C’est à l’époque de la rétrocession de Hong Kong à la Chine que Kwan quitta son poste au CIB, en 1997. Son adjoint Tsoy était son successeur légitime, Lok n’étant encore qu’un inspecteur de l’équipe. Tandis que Kwan va devenir "conseiller spécial", reste à traquer les frères Shek, des truands dont l’un d’eux s’est tout juste échappé de prison… En 1989, et dès 1977, Kwan Chun-dok montra sa perspicacité dans des dossiers compliqués. Mais il faut remonter en 1967 pour saisir ses motivations profondes. Vaguement employé et livreur, le jeune homme envisage d’entrer dans la police. Bien que ça ne paraisse pas un métier honorable à beaucoup de gens, et qu’il ne soit pas sans dangers.

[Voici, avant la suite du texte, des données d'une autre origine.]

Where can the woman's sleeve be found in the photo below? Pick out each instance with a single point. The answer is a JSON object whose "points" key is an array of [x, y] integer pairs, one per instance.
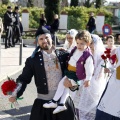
{"points": [[26, 77], [89, 68]]}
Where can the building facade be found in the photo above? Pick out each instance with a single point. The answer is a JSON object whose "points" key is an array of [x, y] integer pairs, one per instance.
{"points": [[37, 3]]}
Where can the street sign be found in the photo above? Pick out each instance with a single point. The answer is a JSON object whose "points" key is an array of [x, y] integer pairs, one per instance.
{"points": [[107, 30]]}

À cette époque, surgissent de violents conflits sociaux à Hong Hong. Les policiers sont la cible des grévistes, en tant que symboles de la répression dirigée par les Britanniques. La tension est forte avec la Chine voisine, les partisans de Mao manipulant les ouvriers. Un jour, dans la chambre voisine de la sienne, Kwan Chun-dok entend une conversation entre comploteurs. Préparant un attentat sanglant, ils passeront très bientôt à l’action. Kwan en identifie l’instigateur, le nommé M.Chow. Il va donner un sacré coup de main à Ah Sept, l’agent 4447, un policier fréquentant son quartier. Ce qui lancera sa carrière personnelle…

Chan Ho-kei : Hong Kong noir (Éd.Denoël, 2016) ― Coup de cœur ―

Le meurtre était confirmé, et la nouvelle redoubla l’attention que le public portait à l’affaire – plaçant les enquêteurs sur le gril par la même occasion. Lok et ses hommes devinaient qu’ils allaient bientôt voir l’état-major se pencher sur leur travail. Ils comptaient en particulier sur l’aide du bureau du crime organisé. Mais aucun policier n’aime à se voir dépossédé d’une affaire en cours ; il voit sa propre valeur rabaissée, celle de ses efforts passés niée. Aussi leur moral était-il au plus bas, et le découragement commençait-il à pointer à mesure que les pistes explorées se révélaient aussi improductives les unes que les autres. C’était la première fois que Lok était responsable en personne d’une enquête après dix-sept années dans la police, et la pression commençait à lui peser. Plus il s’angoissait, moins il parvenait à réfléchir sereinement.
Le lendemain de la découverte, il se retrouva à contempler la photo encadrée sur son bureau qui le représentait avec Kwan Chun-dok. Il décida d’aller le voir le soir-même pour accorder un peu de répit à sa propre cervelle torturée…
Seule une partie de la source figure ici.